Gender Equity in EML
The gender wage gap is as stark in Elgin - Middlesex - London as it as across the province. In 2015, the median after-tax income for women in this riding was only 70% of that of men. Province-wide, that figure is 74%. Even women working full-time for the full year earned just a little over 80% of what their male counterparts did in EML
By the numbers, the best place in EML to be a working woman is Dutton Dunwich, where females working full time for the full year earn, on average, 92% of what men do. The largest overall income gaps exist in Bayham and Aylmer, while the largest gap for women working full time for the full year was in Southwold.

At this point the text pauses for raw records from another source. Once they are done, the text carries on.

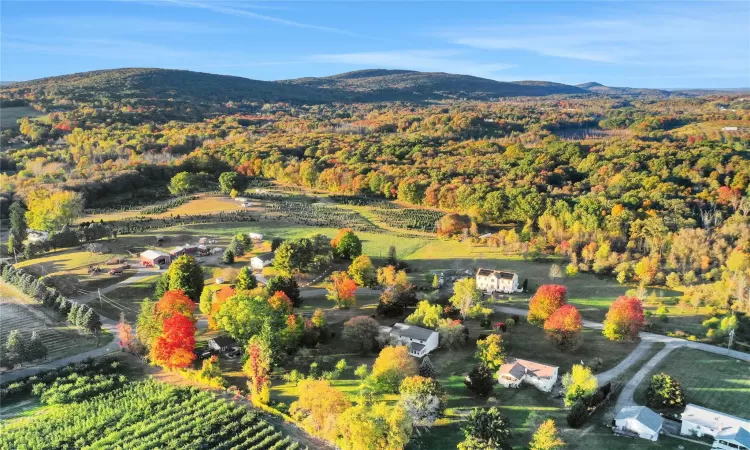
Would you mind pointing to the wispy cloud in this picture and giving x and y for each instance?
(656, 39)
(427, 60)
(229, 10)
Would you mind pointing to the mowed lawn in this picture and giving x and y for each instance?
(19, 312)
(375, 245)
(714, 381)
(127, 298)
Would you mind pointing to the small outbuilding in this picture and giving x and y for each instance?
(261, 261)
(184, 250)
(699, 421)
(517, 371)
(639, 421)
(223, 344)
(420, 341)
(491, 281)
(154, 258)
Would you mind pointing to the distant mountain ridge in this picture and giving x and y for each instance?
(370, 85)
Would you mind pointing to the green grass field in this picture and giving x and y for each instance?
(9, 116)
(19, 312)
(127, 298)
(709, 380)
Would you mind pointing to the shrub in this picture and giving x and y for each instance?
(664, 392)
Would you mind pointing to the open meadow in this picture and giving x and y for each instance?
(9, 115)
(710, 380)
(19, 312)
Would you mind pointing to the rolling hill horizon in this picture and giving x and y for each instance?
(369, 85)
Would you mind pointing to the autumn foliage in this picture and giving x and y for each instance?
(564, 327)
(341, 290)
(220, 296)
(173, 348)
(280, 302)
(548, 299)
(624, 319)
(173, 302)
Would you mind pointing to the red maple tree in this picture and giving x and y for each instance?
(173, 348)
(564, 327)
(281, 302)
(548, 298)
(220, 297)
(624, 319)
(175, 302)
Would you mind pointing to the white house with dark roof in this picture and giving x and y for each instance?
(491, 281)
(733, 431)
(261, 261)
(732, 439)
(639, 420)
(420, 341)
(517, 371)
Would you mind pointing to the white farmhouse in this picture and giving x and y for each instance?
(261, 261)
(699, 421)
(515, 372)
(640, 421)
(420, 341)
(732, 439)
(491, 281)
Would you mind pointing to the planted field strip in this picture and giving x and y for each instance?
(321, 215)
(59, 338)
(146, 415)
(410, 219)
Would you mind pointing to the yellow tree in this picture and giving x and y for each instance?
(579, 383)
(51, 210)
(392, 366)
(380, 426)
(319, 407)
(546, 438)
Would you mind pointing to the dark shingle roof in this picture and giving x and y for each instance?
(411, 331)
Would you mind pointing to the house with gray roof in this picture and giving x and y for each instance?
(639, 421)
(420, 341)
(491, 281)
(699, 421)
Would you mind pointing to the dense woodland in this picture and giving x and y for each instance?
(638, 194)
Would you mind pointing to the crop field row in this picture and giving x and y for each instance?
(146, 415)
(59, 338)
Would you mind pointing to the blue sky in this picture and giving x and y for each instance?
(637, 43)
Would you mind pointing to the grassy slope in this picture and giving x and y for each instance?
(709, 380)
(19, 312)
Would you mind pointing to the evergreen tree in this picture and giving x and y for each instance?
(427, 369)
(286, 284)
(91, 322)
(15, 347)
(246, 280)
(36, 348)
(392, 259)
(73, 314)
(207, 297)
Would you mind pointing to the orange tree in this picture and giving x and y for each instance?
(341, 290)
(564, 327)
(624, 319)
(548, 298)
(173, 348)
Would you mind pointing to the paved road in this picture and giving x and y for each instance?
(114, 346)
(647, 340)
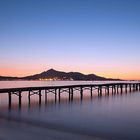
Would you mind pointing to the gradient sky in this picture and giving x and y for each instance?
(90, 36)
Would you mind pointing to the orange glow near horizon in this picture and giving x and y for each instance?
(19, 72)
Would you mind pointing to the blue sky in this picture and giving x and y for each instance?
(90, 36)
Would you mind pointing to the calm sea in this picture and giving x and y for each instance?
(113, 117)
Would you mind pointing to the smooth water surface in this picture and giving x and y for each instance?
(114, 117)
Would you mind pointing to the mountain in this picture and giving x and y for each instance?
(59, 75)
(8, 78)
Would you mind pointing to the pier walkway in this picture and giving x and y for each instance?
(70, 89)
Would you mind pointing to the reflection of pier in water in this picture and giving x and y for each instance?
(70, 89)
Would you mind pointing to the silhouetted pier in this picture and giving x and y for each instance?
(70, 89)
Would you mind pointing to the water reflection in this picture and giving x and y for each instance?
(112, 116)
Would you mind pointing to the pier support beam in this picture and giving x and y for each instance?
(81, 92)
(91, 91)
(10, 99)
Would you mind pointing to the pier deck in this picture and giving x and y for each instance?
(58, 90)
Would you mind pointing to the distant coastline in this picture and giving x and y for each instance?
(54, 75)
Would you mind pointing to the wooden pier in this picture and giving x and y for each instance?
(113, 88)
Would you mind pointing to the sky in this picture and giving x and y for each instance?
(89, 36)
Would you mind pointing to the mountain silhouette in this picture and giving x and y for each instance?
(52, 74)
(60, 75)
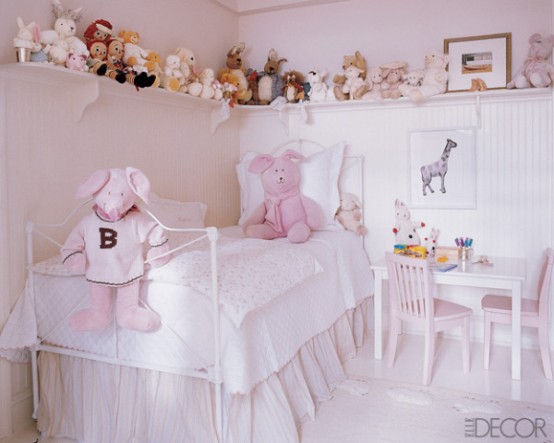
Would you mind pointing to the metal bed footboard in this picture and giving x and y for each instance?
(212, 374)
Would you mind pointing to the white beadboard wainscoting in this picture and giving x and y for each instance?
(58, 130)
(514, 170)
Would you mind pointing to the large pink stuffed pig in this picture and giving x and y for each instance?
(108, 246)
(285, 212)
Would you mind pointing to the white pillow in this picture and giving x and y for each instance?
(320, 176)
(177, 214)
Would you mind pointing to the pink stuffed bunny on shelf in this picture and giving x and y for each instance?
(107, 245)
(285, 212)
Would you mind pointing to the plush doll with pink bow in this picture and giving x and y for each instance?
(107, 245)
(285, 212)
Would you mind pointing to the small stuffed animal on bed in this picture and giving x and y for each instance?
(61, 40)
(358, 60)
(405, 229)
(349, 213)
(537, 71)
(285, 212)
(434, 81)
(107, 245)
(235, 66)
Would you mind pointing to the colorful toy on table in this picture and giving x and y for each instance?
(108, 246)
(285, 212)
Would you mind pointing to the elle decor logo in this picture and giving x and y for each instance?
(505, 429)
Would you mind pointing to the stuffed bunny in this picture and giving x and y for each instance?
(349, 213)
(108, 246)
(405, 229)
(285, 211)
(61, 40)
(537, 71)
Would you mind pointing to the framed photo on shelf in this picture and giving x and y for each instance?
(442, 168)
(484, 57)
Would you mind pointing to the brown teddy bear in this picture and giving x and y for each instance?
(270, 83)
(294, 86)
(350, 60)
(235, 66)
(349, 213)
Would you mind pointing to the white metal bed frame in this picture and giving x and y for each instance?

The gender wage gap is real.
We know that qualified, experienced women are still less likely to be offered promotions and raises than men. They’re less likely to be in management positions. They’re less able to move up the corporate ladder.
Those issues of bias are compounded by women often being the primary caregiver to children and other family members. Women are less likely to be able to take overtime and extra shifts when they’re offered, and more likely to miss days because someone else in the home needs care.
The last Conservative government drastically cut funding to the Pay Equity Office that was supposed to be addressing this issue. The Liberal government flatlined it, and waited fifteen years then put forward a half-measure. Only the NDP has been strongly and consistently committed to pay equity in Ontario.
NDP leader Andrea Horwath stated earlier this year, “It’s time for changes that include funding the Pay Equity Commission, ensuring more women in the public service move into leadership roles, and immediately implementing the Equal Pay Coalition’s 12 recommendations to close the gender pay gap.”